ZnSe/V2C MXene Schottky junction: mechanism of interface barrier promoting carrier directional separation and enhancing photocatalytic hydrogen evolution

Abstract

ZnSe is a promising photocatalyst but suffers from a high recombination rate of photogenerated charge carriers and inefficient charge transfer, which limit its photocatalytic activity. To address these issues, a Schottky junction composite catalyst was constructed by in situ growth of ZnSe nanoparticles on the surface of V₂C MXene. The metallic-like conductivity of MXene provides efficient electron transport pathways, which facilitates rapid electron migration and suppresses the recombination of photogenerated electron–hole pairs.

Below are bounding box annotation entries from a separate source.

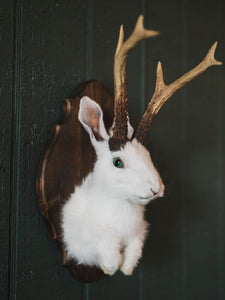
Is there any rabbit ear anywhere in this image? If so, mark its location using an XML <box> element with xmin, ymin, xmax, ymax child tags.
<box><xmin>78</xmin><ymin>96</ymin><xmax>109</xmax><ymax>146</ymax></box>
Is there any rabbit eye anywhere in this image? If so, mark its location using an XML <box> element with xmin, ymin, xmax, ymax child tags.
<box><xmin>113</xmin><ymin>157</ymin><xmax>123</xmax><ymax>168</ymax></box>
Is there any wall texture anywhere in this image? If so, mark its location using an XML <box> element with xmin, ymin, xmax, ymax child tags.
<box><xmin>0</xmin><ymin>0</ymin><xmax>225</xmax><ymax>300</ymax></box>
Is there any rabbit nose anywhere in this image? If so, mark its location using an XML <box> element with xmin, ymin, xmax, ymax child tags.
<box><xmin>151</xmin><ymin>188</ymin><xmax>158</xmax><ymax>196</ymax></box>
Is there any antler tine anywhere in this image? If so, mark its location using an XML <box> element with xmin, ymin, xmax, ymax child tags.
<box><xmin>109</xmin><ymin>15</ymin><xmax>159</xmax><ymax>150</ymax></box>
<box><xmin>135</xmin><ymin>42</ymin><xmax>222</xmax><ymax>143</ymax></box>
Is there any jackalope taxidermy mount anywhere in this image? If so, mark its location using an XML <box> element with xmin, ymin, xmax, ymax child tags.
<box><xmin>37</xmin><ymin>16</ymin><xmax>221</xmax><ymax>282</ymax></box>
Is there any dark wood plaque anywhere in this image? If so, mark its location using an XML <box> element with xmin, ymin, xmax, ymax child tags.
<box><xmin>36</xmin><ymin>81</ymin><xmax>113</xmax><ymax>282</ymax></box>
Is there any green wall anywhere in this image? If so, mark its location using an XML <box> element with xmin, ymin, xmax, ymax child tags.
<box><xmin>0</xmin><ymin>0</ymin><xmax>225</xmax><ymax>300</ymax></box>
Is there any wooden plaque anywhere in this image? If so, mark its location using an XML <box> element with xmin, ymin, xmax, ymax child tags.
<box><xmin>36</xmin><ymin>81</ymin><xmax>113</xmax><ymax>282</ymax></box>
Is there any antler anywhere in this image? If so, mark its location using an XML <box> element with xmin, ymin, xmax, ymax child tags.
<box><xmin>135</xmin><ymin>42</ymin><xmax>222</xmax><ymax>144</ymax></box>
<box><xmin>109</xmin><ymin>15</ymin><xmax>159</xmax><ymax>151</ymax></box>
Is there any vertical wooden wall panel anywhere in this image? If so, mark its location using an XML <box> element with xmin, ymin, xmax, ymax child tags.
<box><xmin>0</xmin><ymin>1</ymin><xmax>15</xmax><ymax>299</ymax></box>
<box><xmin>182</xmin><ymin>1</ymin><xmax>222</xmax><ymax>299</ymax></box>
<box><xmin>216</xmin><ymin>0</ymin><xmax>225</xmax><ymax>299</ymax></box>
<box><xmin>13</xmin><ymin>0</ymin><xmax>86</xmax><ymax>299</ymax></box>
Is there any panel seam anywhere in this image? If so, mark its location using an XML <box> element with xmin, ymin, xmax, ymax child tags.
<box><xmin>8</xmin><ymin>0</ymin><xmax>22</xmax><ymax>300</ymax></box>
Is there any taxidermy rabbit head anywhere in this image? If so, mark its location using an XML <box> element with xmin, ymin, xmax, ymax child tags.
<box><xmin>79</xmin><ymin>97</ymin><xmax>164</xmax><ymax>205</ymax></box>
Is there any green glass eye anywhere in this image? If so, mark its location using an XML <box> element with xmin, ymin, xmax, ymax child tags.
<box><xmin>113</xmin><ymin>157</ymin><xmax>123</xmax><ymax>168</ymax></box>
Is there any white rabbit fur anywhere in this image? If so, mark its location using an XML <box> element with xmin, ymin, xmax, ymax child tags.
<box><xmin>62</xmin><ymin>97</ymin><xmax>164</xmax><ymax>275</ymax></box>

The mechanism of photogenerated charge transfer was studied by photoelectrochemical measurements, Kelvin probe force microscopy (KPFM) and in situ irradiation X-ray photoelectron spectroscopy (XPS). The results show that band bending and an internal electric field are formed at the heterogeneous interface, which provide a physical basis for the formation of the interface barrier and effectively promote the separation and transfer of carriers. Benefiting from these synergistic effects, the composite catalyst ZV-3 exhibits a remarkable hydrogen evolution rate of 2154.00 μmol g⁻¹ h⁻¹ in a Na₂S/Na₂SO₃ solution, which is significantly higher than that of pristine ZnSe or V₂C MXene. This study not only elucidates the fundamental mechanism of charge migration in a Schottky junction, but also provides a strategy for designing high-performance photocatalytic systems. The proposed approach offers promising prospects for efficient solar-to-hydrogen conversion and the development of next-generation photocatalytic materials.